Ich schnell die Schuhe an, Tasche gepackt und hochgesprintet, um Bescheid zu sagen und mich tausend mal zu entschuldigen. Das "Ach, das passiert hier öfter mal." vom Personal half auch irgendwie nicht, dass es mir weniger peinlich war. Aber fürs Schämen war keine Zeit, mein Zug fuhr.
Am Bahnhof sitzend zog in der Ferne ein Gewitter auf, es regnete aber nicht, nur irgendwo weiter hinten. Raben kamen, setzten sich auf ein Hausdach und drehten sich tatsächlich so, dass sie das Gewitter anschauten. Wer mich kennt, weiß: Das ist meine Art der Romantik. Es war perfekt.
Der Zug nach Hause fuhr dann aus dem Unwetter bis zu mir, strahlender Sonnenschein. Froind begrüßt mich im Flur, fragte kurz, wie es war, und sagt "Wir gehen jetzt Essen zur Feier des Tages."
Okay :D. Wir gingen zum Italiener und setzten uns nach draußen. Während ich anfing, Froind zu erzählen, wie es war, verdunkelte sich der Himmel immer mehr. Das Personal kam alle 5 Minuten "Setzt euch rein, kommt rein!" und wir "Nein, es ist sehr angenehm."
War es auch. Irgendwann nieselte es und unser Rücken wurde nass. Die Getränke kommen, wir stoßen an und während der Regen langsam zunimmt, frage ich Froind, ob wir nicht doch reinsollten. "Nö, ich finds noch angenehm." Stimmte ja auch, endlich Abkühlung. Als wir halb durch die Vorspeise sind, prasselt der Regen plötzlich so richtig los. Es war, als hätte man einen Duschkopf angestellt. Ich fange an, gleichzeitig zu lachen und zu schreien, während wir versuchen, unser Bruschetta vorm Regen zu schützen und sprinten unter dem Gelächter aller anderen Restaurantbesucher nach drinnen. Wir sitzen uns gegenüber und lachen uns einfach nur aus :D. Hinter Froind sehe ich die Sturzbäche, die da runterkommen. Wenn Autos vorbeifahren, spritzt eine riesige Welle hoch und landet klatschend auf den hinteren Tischen.
Neben mir sagt ein Mann am Tisch "Ach, ich stell jetzt hier einen Timer mit dem Handy, das hört in 5 Minuten auf."

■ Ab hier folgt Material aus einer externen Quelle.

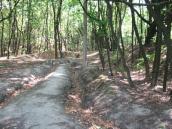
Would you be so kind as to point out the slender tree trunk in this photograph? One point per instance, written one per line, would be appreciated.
(2, 34)
(119, 48)
(140, 45)
(157, 57)
(85, 35)
(29, 29)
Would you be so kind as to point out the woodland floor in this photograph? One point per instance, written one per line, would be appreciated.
(95, 99)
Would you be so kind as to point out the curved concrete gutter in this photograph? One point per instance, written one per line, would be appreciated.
(42, 107)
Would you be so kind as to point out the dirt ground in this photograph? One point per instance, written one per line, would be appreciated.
(104, 102)
(96, 99)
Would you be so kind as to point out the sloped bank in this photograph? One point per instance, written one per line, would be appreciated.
(104, 102)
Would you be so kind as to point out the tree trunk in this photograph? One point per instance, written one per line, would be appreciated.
(85, 35)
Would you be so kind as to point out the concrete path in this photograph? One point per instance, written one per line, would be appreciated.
(42, 107)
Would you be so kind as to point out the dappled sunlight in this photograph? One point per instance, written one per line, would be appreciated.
(92, 54)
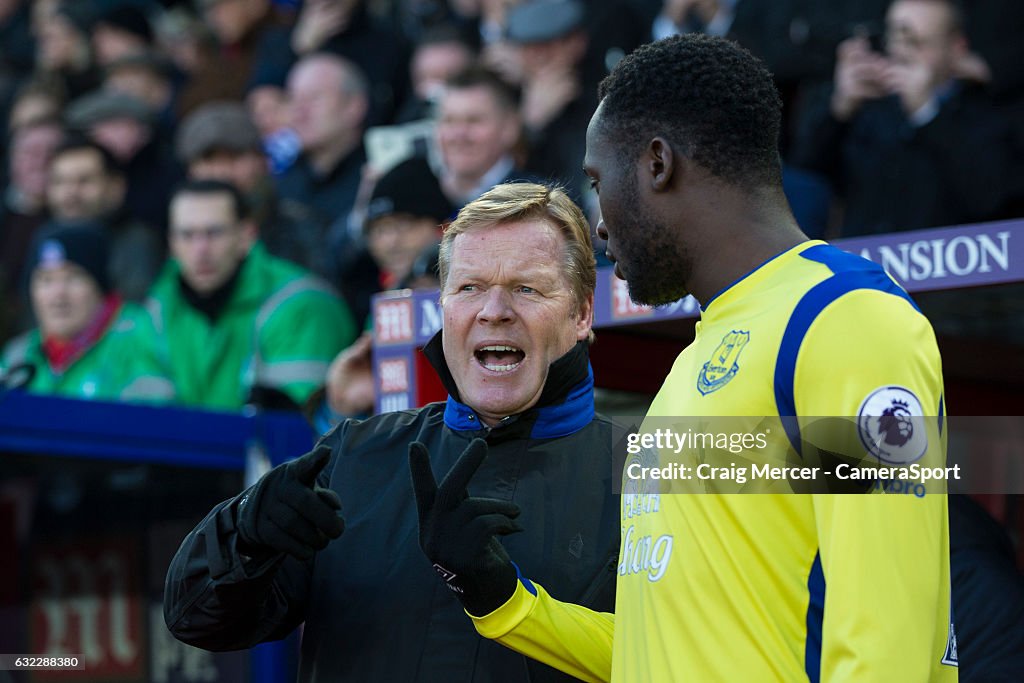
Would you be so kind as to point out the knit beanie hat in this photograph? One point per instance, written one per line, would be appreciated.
(84, 245)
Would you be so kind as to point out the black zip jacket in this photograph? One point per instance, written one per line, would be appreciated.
(374, 608)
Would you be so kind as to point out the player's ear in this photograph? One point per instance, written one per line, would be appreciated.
(660, 163)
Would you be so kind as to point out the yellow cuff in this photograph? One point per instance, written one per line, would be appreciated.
(509, 615)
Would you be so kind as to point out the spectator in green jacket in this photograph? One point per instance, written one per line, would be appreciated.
(238, 326)
(88, 343)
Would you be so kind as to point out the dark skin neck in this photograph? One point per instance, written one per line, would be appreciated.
(733, 231)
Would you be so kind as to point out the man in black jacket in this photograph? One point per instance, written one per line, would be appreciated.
(903, 140)
(518, 278)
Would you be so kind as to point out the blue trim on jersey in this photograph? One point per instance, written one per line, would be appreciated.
(815, 619)
(851, 272)
(728, 287)
(942, 413)
(552, 421)
(526, 583)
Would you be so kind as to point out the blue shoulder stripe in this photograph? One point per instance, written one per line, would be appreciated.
(815, 620)
(850, 272)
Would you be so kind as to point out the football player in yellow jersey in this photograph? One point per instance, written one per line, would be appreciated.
(785, 587)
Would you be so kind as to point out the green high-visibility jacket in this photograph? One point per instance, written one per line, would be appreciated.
(280, 329)
(119, 367)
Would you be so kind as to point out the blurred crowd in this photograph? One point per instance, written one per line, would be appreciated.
(201, 197)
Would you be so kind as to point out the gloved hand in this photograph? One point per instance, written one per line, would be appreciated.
(287, 512)
(459, 534)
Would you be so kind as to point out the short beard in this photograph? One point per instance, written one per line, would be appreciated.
(658, 265)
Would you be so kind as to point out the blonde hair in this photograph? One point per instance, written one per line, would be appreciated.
(513, 202)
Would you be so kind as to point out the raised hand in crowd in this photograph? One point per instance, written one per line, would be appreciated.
(318, 20)
(681, 10)
(350, 379)
(859, 77)
(547, 93)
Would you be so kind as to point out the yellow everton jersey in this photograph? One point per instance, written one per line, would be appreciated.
(779, 587)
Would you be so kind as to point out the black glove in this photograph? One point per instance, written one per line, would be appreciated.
(287, 512)
(458, 532)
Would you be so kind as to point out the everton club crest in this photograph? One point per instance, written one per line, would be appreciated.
(723, 365)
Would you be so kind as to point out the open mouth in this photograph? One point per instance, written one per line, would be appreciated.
(500, 357)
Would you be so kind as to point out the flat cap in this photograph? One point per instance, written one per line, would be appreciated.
(540, 20)
(103, 105)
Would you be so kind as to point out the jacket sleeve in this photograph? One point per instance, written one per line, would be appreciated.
(567, 637)
(217, 599)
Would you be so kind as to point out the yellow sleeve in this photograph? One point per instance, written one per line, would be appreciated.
(884, 558)
(562, 635)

Ich dreh mich zu ihm: "Ja, das dachten wir auch :D!"
Wieder Gelächter im Raum, während ich wieder mal zugeben muss, dass wir es einfach nicht schaffen, mal "normal" essen zu gehen.
Das Essen an sich war lecker wie immer und lief zum Glück ereignislos. Nach einem Verdauungspaziergung, den wir machten, um den doppelten Averna loszuwerden, den man uns noch aufs Haus anbot, war ich endlich Zuhause, hüpfte unter die Dusche und schaute noch kurz aufs Handy, das voll war mit Nachrichten mit "Wir stehen im Stau!!"
Und dann endlich: Bett. Der Tag kam mir ewig lang vor, einschlafen konnte ich trotzdem lange nicht.
Bis aufs Arbeiten habe ich heute nichts vor und werde mich ausruhen. Muss ich auch, denn morgen ist Premiere. Da beginnt die Spielzeit erst so richtig.